A economia portuguesa possui diversas vantagens competitivas que urge potenciar, mas também mantém todo um conjunto de desvantagens competitivas que é preciso atenuar.
Portugal dispõe de uma rede rodoviária de elevada capilaridade, o que permite, uma eficiente circulação de mercadorias de norte a sul do país, e com boas ligações à Europa.
Ainda neste âmbito, no setor das telecomunicações, o país posiciona-se muito à frente da média europeia no que se refere à cobertura de serviços básicos de banda larga e de serviços de banda larga super-rápida e tem uma penetração de comunicações móveis entre as mais altas da Europa.
Outra das vantagens competitivas de Portugal é a língua portuguesa, que é hoje falada por mais de 250 milhões de pessoas em países com grande potencial económico, e que são já importantes parceiros económicos de Portugal.
Este aspeto é particularmente relevante no que diz respeito à relação com os países africanos, em especial os PALOP’s, que se constituem como mercado privilegiado para as empresas portuguesas, não apenas pelas profundas relações históricas existentes mas também pela partilha linguística e cultural.
A posição geoestratégica do território nacional, coloca o País no centro de múltiplas transações comerciais e posiciona-nos vantajosamente enquanto porta privilegiada de saída e entrada de bens e serviços na Europa.
Portugal possui ainda a 3.ª maior Zona Económica Exclusiva da União Europeia e a 11.ª do mundo, traduzindo-se este ativo natural num enorme potencial para a economia do mar e toda a atividade produtiva que a inclui a montante e a jusante.
Fatores como a segurança, leque de recursos naturais e as características únicas da população portuguesa contribuem também para que Portugal se destaque muito positivamente no contexto internacional.
Estes fatores contribuem de forma decisiva para a competitividade do setor do turismo, como um fator de dinamização dos outros setores económicos, reforçando o reconhecimento de Portugal e dos seus produtos junto das principais economias mundiais.
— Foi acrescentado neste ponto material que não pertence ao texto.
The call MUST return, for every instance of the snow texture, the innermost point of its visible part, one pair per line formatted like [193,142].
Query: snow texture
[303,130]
Portugal apresenta também um número crescente de empresas com atividades de inovação e um acréscimo de despesas em I&D no investimento empresarial.
Por fim há que destacar a grande resiliência do tecido empresarial português face às dificuldades de contexto e desafios estruturais enfatizados durante os últimos anos.
A capacidade de exportar produtos e serviços apostando cada vez mais numa proposta de valor diferenciada é uma estratégia de sucesso comprovada e que deverá ser replicada para o relançamento da economia nacional.
Entre os fatores menos positivos que são habitualmente atribuídos à economia nacional encontram-se a burocracia e os procedimentos excessivos, deficiências na articulação do sistema educativo com as necessidades do mercado de trabalho, a insuficiente ligação universidades/empresas, o baixo número de patentes por habitante e a lentidão da justiça.
Muitos destes problemas foram alvo de importantes reformas recentes e que urge continuar a implementar.